I’m a big fan of Analysis of Variance (ANOVA). I use it all the time. I learn a lot from it. But sometimes it doesn’t test the hypothesis I need. In this article, we’ll explore a test that is used when you care about a specific comparison among means: Dunnett’s test.
The traditional ANOVA hypothesis
Recall the null hypothesis test for analysis of variance.
The null hypothesis specifies that every pair of means is equal. For four groups, this implies six equalities: 1=2, 1=3, 1=4, 2=3, 2=4, and 3=4. For six groups, you would have 15 equalities; for 10, you’d have 45.
It gets messy very fast. That’s okay.
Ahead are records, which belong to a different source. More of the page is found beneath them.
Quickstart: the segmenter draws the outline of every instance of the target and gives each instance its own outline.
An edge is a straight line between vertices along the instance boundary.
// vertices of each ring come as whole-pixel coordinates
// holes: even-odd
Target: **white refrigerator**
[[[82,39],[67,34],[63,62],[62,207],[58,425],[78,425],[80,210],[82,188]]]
If you have a lot of groups that you are comparing, you have to make a lot of comparisons. Or do you?
The hypothesis that compares to a control group
If one of your groups is a control or placebo, AND you want only to compare each treatment to the control, this is what the hypothesis looks like, assuming that the control is group #1.
There’s a procedure for this, Dunnett’s test. It involves only three comparisons if you have four groups total, and only nine comparisons if you have ten groups total. You can quickly identify which treatments are different than the control. This also gives you simplicity and a bit of extra power and precision.
Dunnett’s test is easy to implement. Calculate the traditional measures in analysis of variance, including mean squared error (MSE). You can skip the F Test that you see in most ANOVA tables. It won’t hurt your overall alpha level, as long as you only look at each treatment versus the control.
Simply compare each treatment mean minus the control mean to a cutoff value using percentiles from a special table for Dunnett’s test. The critical value for Dunnett’s test depends on alpha (the desired Type I error rate for a two-sided test), g (the number of groups including the control group) and n (the number of data points in each group). Note that some tables define g as the number of groups excluding the control group.
Most statistical software packages will include Dunnett’s test as an option for ANOVA. Just remember that you don’t need to use the initial F test as a screen before jumping into Dunnett’s test.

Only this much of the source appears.